Following a divorce, Logan moved to North Carolina in 1986 with her two young children, joining the trust and estate planning and administration division of First Union National Bank, which later became Wachovia Bank. Her role was expanded when she joined the Philanthropic Services Group as a nonprofit consultant. She later moved to the bank’s New Jersey office as trust and nonprofit manager before rejoining Wachovia’s home office in Charlotte, North Carolina, retiring in 2007 after directing its private foundation development program.
A career highpoint was receiving the Wachovia Point of Light Award in 2004, presented to only 10 employees each year out of 5,000 wealth managers.
Now retired in Scottsdale, Arizona, Logan enjoys spending time with her son, Jeff Pouland, and grandchildren in North Carolina and her daughter, Kim Pouland, an architect in Hawaii. She continues to pursue her passion and support for higher education, including OSU. In 2018, Logan made a donation to place a campus beautification bench honoring the Spears School of Business near the OSU Library within sight of the Business Building.
Recently, Logan learned about a bittersweet connection to OSU when she discovered her biological father was an OSU graduate. Joy Don Johnson graduated on July 28, 1951, almost exactly 20 years before Logan graduated on July 31, 1971. Logan also learned that her father was killed in a private plane crash two days after his OSU commencement. Johnson had gone for a flight to celebrate learning his application to attend the U.S. Air Force Academy had been accepted. This year, Logan is placing a second bench on the OSU campus in memory of her father.

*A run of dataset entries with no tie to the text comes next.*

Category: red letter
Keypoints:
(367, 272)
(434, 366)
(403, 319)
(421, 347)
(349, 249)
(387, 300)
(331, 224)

Logan’s continued love of OSU has grown in retirement as she reconnects with the university and Spears Business, where she is a member of the Dean’s Council and an OSU Alumni Association lifelong member. She is a testamentary donor to the university and annually donates to her own fund for the Spears School of Business Finance Department with an unrestricted gift.
“Professionally, Oklahoma State gave me my career, and personally it has meant camaraderie with friends, fellow alums and those at Spears,” she said.